It’s always interesting to see what details stick with me after I have visited a new country. Here are the bits that lingered with me after a two-week trip to Buenos Aires, Argentina. It was my first time in South America.
The architecture was phenomenal. From artistic Art Nouveau from last century to the edgy steel and glass of our modern era, it seemed all mixed together so that I never knew what would be around the corner. In a number of ways it reminded me of Barcelona, Spain.
Every place was a place of business. A young man was selling the three mirrors he had leaned against a plywood construction wall. Street vendors walked into restaurants or subway train cars ands set small items for sale on your table or lap, picking them up or collecting money before moving on. Items included ink pens, highlighter pens, socks, sewing kits and twisted wire sculptures.
The historical cafes made me swoon. From Café Tortoni to Petit Colon, there were so many quaint places to start our days or to take an afternoon break. Oh, the pleasing memories of cups of robust coffee with a mediluna. These delicious pastries look like a traditional croissant but they are a little denser dough and have a sweet glaze on top.
Store owners wanted to keep their coins, so they often gave us extra money as change so they could give us bills.
We saw salt, but never pepper, shakers on every restaurant table.
Some intersections don’t have traffic signs, making them four-way games of chicken.
All the French fries we were served were warm and soft, even the one time we stopped at a crazy busy Burger King in Tigre.

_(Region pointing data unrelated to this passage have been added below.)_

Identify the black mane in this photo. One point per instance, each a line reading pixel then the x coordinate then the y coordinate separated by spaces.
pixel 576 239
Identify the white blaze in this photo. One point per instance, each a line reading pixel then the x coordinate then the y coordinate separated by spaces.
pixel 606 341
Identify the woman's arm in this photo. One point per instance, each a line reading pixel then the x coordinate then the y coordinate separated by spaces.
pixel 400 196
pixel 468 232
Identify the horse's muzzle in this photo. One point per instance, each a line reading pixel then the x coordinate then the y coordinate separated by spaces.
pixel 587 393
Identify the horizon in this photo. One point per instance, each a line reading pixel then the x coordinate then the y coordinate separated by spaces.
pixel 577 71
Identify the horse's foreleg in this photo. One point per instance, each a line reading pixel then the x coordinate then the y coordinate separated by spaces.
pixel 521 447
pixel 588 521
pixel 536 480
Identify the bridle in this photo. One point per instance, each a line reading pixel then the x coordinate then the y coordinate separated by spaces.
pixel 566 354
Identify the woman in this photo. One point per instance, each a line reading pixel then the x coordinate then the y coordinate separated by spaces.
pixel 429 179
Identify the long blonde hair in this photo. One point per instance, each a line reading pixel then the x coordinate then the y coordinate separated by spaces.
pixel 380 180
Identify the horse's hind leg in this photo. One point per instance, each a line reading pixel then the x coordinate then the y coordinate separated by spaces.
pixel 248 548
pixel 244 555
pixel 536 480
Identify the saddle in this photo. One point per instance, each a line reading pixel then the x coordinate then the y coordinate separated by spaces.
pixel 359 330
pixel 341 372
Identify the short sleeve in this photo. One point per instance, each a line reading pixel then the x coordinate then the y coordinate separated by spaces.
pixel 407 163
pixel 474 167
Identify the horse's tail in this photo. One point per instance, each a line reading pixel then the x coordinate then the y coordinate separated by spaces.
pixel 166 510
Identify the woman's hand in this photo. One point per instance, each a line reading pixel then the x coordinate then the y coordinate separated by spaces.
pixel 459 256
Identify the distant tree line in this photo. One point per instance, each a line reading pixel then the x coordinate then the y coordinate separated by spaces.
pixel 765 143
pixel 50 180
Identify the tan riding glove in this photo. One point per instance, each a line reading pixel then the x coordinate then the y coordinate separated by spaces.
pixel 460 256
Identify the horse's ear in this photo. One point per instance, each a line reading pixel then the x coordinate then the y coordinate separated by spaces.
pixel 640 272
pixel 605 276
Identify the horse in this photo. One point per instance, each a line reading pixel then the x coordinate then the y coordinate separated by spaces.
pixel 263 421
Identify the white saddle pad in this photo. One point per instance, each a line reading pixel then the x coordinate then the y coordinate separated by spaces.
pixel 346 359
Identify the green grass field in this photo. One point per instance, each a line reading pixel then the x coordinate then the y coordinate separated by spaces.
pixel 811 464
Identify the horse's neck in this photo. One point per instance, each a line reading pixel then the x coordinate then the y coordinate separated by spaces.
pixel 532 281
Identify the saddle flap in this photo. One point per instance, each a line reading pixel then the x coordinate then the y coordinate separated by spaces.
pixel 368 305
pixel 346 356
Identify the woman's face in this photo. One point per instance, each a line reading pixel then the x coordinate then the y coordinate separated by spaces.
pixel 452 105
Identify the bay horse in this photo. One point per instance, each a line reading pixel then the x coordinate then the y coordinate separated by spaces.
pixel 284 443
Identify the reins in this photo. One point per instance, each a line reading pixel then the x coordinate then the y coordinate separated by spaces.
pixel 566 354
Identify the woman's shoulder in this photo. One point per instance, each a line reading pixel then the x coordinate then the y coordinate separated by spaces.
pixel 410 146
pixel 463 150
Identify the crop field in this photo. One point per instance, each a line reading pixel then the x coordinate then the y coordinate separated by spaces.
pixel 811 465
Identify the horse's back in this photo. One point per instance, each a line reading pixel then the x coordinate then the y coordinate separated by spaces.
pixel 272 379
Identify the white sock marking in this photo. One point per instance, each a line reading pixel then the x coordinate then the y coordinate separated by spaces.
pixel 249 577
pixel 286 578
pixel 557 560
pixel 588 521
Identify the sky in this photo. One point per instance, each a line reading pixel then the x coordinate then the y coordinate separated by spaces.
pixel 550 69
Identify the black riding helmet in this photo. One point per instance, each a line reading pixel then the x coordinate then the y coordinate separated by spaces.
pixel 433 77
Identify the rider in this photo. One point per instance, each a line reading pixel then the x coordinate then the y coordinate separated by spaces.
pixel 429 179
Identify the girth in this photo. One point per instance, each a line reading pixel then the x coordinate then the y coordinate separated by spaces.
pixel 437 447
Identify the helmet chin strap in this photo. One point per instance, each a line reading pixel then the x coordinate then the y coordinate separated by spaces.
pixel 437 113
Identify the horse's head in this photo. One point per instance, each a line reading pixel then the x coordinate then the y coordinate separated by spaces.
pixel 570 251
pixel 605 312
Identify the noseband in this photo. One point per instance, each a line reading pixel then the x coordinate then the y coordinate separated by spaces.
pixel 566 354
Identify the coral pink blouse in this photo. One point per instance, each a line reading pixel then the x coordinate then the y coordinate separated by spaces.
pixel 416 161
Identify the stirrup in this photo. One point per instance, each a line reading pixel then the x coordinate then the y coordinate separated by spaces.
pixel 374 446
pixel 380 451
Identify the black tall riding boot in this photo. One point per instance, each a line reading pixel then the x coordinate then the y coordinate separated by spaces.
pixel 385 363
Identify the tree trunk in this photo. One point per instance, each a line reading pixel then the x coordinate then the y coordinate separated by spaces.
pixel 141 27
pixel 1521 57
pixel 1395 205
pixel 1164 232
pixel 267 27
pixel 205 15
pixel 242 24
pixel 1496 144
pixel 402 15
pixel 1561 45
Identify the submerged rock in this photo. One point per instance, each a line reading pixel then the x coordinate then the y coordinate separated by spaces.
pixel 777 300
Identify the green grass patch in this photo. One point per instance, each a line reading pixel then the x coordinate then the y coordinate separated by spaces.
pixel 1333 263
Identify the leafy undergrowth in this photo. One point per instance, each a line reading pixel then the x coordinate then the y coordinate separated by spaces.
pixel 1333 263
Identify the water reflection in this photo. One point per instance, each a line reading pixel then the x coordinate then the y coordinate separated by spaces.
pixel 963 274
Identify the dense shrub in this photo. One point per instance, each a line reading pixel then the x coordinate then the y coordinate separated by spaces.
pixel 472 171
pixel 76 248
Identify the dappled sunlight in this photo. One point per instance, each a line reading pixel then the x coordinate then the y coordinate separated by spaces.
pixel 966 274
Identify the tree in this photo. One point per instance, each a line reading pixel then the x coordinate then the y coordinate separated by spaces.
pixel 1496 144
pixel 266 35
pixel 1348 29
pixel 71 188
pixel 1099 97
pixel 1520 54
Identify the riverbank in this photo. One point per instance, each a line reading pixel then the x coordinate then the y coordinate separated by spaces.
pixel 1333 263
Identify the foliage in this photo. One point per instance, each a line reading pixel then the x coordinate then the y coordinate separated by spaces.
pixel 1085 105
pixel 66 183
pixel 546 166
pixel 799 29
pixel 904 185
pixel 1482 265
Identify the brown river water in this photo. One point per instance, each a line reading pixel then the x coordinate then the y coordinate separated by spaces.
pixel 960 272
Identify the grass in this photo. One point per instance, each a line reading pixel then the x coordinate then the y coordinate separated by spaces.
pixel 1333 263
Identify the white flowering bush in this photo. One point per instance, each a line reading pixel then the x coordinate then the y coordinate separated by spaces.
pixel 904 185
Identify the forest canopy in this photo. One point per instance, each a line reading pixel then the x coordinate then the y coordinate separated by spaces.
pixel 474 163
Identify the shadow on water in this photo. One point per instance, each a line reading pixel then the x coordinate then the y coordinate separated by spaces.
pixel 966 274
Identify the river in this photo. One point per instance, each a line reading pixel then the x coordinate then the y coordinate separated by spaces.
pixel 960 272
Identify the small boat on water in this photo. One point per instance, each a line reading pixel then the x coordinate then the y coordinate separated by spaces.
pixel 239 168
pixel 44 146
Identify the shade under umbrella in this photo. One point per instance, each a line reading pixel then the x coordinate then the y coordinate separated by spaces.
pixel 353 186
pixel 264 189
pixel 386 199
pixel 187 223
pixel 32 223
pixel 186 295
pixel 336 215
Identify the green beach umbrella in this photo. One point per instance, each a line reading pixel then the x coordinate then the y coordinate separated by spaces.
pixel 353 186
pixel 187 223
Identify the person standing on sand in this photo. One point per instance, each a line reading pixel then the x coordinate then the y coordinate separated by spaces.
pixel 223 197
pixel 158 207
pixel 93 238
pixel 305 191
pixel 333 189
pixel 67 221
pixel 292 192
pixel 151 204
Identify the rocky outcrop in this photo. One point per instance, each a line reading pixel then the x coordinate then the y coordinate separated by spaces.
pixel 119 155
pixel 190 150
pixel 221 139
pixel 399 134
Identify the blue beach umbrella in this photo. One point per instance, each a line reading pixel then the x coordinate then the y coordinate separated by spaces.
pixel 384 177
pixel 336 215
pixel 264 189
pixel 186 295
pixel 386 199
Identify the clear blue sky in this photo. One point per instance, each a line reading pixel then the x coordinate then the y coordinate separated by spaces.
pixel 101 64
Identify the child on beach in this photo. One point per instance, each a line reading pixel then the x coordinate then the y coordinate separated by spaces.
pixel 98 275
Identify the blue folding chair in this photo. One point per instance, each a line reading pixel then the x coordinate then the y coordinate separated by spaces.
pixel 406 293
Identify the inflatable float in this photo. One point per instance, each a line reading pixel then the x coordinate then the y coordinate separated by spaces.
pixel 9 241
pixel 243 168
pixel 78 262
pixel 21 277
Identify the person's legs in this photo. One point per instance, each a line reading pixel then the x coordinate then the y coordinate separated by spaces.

The sidewalks were often in disrepair and littered with dog turds and gobs of congealed spit.
Love the parrillas – typical Argentine steakhouse restaurants. I ate the best pork chop of my life at La Carniceria.
We were right to be very mindful of crime, night and day. We saw a bicycle rider grab the strap of a woman’s purse off her shoulder and ride away with her purse.
I wasn’t expecting there to be so many pizza places. Turns out that one of the largest immigration groups was from Italy.
We didn’t know what to make of all the police officers around town – whether it was normal or not. Turned out U.S. Vice President Mike Pence and his wife, were in town.